Osteoporotic fracture is the main complication of osteoporosis (OP) and accounts for millions of injuries annually. Local intervention by intra-marrow injection has been a good option for preventing osteoporotic bone loss when the osteoporotic femoral fracture has been treated. In this study, tail vein transplantations were examined to evaluate the cell-based therapeutic approach for treating OP with adipose-derived stem cells (ADSCs) and platelet-rich fibrin releasates (PRFr) in an ovariectomized (OVX) mice model. Thirty-six 12-wk-old female ICR mice were randomly divided into six groups: untreated control; sham-operated; OVX-control; OVX-ADSCs; OVX-PRFr; and OVX-ADSCs+PRFr.
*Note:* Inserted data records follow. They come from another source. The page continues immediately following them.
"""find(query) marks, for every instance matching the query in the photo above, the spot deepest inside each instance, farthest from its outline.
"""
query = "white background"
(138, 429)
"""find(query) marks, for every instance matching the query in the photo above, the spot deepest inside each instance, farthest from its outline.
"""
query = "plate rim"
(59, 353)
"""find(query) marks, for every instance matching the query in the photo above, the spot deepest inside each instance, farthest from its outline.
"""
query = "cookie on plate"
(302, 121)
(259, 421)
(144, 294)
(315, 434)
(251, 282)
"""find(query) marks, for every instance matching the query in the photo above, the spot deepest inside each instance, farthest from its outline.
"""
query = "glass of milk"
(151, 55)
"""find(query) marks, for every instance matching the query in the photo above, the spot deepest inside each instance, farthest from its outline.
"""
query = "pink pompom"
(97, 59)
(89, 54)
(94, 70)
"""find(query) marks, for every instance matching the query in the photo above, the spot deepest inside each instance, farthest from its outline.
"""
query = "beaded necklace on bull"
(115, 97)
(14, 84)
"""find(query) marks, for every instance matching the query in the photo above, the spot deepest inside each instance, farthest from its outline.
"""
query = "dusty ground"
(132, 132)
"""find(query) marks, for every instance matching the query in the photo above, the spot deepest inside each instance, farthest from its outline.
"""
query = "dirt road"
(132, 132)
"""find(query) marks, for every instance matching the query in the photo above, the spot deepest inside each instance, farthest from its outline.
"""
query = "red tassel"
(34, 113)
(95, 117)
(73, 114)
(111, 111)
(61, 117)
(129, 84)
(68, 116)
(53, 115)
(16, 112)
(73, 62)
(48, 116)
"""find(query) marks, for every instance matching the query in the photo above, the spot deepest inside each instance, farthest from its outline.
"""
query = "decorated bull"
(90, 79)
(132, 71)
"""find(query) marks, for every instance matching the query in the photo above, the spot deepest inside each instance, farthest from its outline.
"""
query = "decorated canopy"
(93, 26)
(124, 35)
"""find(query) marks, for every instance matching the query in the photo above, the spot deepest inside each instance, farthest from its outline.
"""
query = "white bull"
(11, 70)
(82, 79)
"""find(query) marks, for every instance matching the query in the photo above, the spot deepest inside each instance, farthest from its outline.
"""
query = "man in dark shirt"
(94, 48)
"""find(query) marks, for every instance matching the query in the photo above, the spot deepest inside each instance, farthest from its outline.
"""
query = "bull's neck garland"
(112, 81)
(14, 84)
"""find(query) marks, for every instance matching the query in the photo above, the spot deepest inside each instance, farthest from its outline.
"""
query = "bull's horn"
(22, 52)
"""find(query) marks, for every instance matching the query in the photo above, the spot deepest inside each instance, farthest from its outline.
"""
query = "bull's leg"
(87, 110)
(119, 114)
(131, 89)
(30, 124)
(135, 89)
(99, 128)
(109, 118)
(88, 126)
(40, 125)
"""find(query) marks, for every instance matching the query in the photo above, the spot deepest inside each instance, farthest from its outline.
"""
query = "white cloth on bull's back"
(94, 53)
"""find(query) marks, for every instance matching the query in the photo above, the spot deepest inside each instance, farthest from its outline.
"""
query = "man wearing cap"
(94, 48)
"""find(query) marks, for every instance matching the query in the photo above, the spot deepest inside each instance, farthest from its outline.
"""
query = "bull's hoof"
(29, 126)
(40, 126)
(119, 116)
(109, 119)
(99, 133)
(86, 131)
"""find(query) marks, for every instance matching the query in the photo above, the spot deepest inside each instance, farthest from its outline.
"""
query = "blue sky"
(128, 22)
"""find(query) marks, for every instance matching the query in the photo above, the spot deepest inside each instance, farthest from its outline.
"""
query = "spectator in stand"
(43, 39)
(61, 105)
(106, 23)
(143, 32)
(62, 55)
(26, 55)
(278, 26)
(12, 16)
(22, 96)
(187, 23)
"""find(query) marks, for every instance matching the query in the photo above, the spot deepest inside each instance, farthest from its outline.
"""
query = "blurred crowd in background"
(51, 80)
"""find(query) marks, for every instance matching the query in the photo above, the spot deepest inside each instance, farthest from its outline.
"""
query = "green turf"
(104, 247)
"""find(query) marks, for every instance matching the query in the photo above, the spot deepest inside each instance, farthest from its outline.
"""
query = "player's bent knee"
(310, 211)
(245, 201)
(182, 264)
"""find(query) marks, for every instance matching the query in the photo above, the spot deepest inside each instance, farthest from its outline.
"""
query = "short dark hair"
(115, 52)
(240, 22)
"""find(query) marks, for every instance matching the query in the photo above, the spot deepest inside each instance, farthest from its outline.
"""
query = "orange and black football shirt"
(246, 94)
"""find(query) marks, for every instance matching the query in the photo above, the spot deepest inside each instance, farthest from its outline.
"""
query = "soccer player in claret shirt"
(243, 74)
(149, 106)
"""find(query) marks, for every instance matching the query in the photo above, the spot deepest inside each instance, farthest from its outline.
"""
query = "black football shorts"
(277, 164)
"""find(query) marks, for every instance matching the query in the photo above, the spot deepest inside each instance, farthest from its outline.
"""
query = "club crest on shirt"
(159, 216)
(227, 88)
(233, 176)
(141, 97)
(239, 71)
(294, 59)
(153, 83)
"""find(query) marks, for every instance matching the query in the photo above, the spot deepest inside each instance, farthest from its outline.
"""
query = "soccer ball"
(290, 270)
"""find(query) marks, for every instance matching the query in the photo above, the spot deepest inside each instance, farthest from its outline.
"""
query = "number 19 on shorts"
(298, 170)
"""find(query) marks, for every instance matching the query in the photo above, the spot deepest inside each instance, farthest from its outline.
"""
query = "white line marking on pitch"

Starting 8 wk after ovariectomy, the OVX mice received tail vein injections once each week for four consecutive weeks, then were evaluated radiographically and histopathologically 8 wk after the first injection. We also assessed changes to bone trabeculae in the proximal tibial growth plate. In OVX mice treated with ADSCs or PRFr alone, or with a combination of ADSCs and PRFr, the trabecular bone mineral density (BMD), bone volume ratios (BV/TV), and numbers (Tb.N) in the proximal tibia areas were significantly higher than that in the OVX-control group. Significant differences between OVX-treated mice and OVX controls were found for trabecular separation, but not for trabecular thickness. These results indicate that ADSCs or PRFr treatment enhances bone microarchitecture in OP. The treatment of bone loss of OVX mice with ADSCs+PRFr induced greater bone consolidation with bone tissue production (P < 0.01) when compared to the others. Thus, we conclude that the transplantation of ADSCs combined with PRFr might provide an alternative strategy for the treatment of various bone disorders in OP with an unlimited source of cells and releasates.